By James Haslam, Director, Vermont Workers’ Center

Vermont’s working people are facing the greatest economic crisis in recent memory. Workers in Vermont and around the country are working harder, longer, and more productively than ever before, and yet we are being laid-off by profitable companies, asked to shoulder the costs and risks of health care, and watching our retirement savings being ripped off by unscrupulous corporate criminals.

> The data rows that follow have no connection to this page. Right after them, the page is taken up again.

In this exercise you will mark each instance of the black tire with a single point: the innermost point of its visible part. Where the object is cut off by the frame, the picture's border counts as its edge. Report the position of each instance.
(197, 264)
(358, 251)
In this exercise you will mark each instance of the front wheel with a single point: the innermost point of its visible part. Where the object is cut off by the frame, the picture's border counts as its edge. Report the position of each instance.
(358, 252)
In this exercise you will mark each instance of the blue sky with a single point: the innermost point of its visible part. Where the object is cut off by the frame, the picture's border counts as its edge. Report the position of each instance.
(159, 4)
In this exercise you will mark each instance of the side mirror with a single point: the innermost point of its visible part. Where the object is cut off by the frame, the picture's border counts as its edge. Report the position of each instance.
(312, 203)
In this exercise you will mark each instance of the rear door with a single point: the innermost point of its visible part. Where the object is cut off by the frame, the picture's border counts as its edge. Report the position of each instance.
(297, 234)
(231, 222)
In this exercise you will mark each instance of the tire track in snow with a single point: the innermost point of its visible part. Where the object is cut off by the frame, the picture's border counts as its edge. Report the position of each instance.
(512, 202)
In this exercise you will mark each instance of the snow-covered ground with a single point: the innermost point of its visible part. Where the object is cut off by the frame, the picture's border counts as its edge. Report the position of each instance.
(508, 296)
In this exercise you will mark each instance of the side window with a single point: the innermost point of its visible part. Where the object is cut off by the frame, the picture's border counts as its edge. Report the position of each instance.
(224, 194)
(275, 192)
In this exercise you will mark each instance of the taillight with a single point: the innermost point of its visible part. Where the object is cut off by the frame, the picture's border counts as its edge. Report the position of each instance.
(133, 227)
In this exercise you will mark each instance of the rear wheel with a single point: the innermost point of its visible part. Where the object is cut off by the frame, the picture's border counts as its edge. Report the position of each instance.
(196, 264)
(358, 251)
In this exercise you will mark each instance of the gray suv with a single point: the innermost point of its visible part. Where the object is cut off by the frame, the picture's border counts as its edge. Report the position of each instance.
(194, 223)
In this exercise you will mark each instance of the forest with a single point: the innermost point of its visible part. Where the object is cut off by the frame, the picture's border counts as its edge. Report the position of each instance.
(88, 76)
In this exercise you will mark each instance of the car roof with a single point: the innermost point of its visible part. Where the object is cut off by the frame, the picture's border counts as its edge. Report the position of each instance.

And while failing corporations like the airlines get bailed out with public money, laid-off workers whose unemployment benefits have run out see only cuts to the social programs that help us heat our homes, afford our rent, and feed our children.

In the midst of all these problems, working people need for our political and community leaders to stand up and confront this recession with programs and policies that make the lives of workers better, not worse. We need economic stimulus that puts money in the pockets of workers, who will spend it and boost the local economy, rather than the pockets of the very wealthiest members of our society. We need a universal health care system which covers everyone rather than continued attempts to shift the costs and risks of health care onto workers. And we need an adequate social safety net so that economic downturns do not push workers into bankruptcy, homelessness and despair.

During the Great Depression, workers, seniors and religious leaders stood up to demand that the government confront the economic crisis. The resulting legislation – Social Security, the Fair Labor Standards Act (which created the minimum wage), and the National Labor Relations Act (which legalized collective bargaining) – combined with public works spending, came to be known as the New Deal. The New Deal eased the immediate crisis by putting money in workers’ pockets, pushed the country toward recovery, and insured that recovery, when in came, benefited working people.

Now is the time for working people and community members to mobilize to demand change. We need to support workers in the K-12 schools, at our nursing homes, hospitals, universities and grocery stores, who are standing up for livable wages. We need to insist that our political leaders work towards a fair economy by creating livable wage jobs, guaranteeing health care for all, and preserving an adequate social safety net. Come to the March for Livable Wages and a Fair Economy in Burlington on April 12th, because united, we can make our economy a fair economy for all.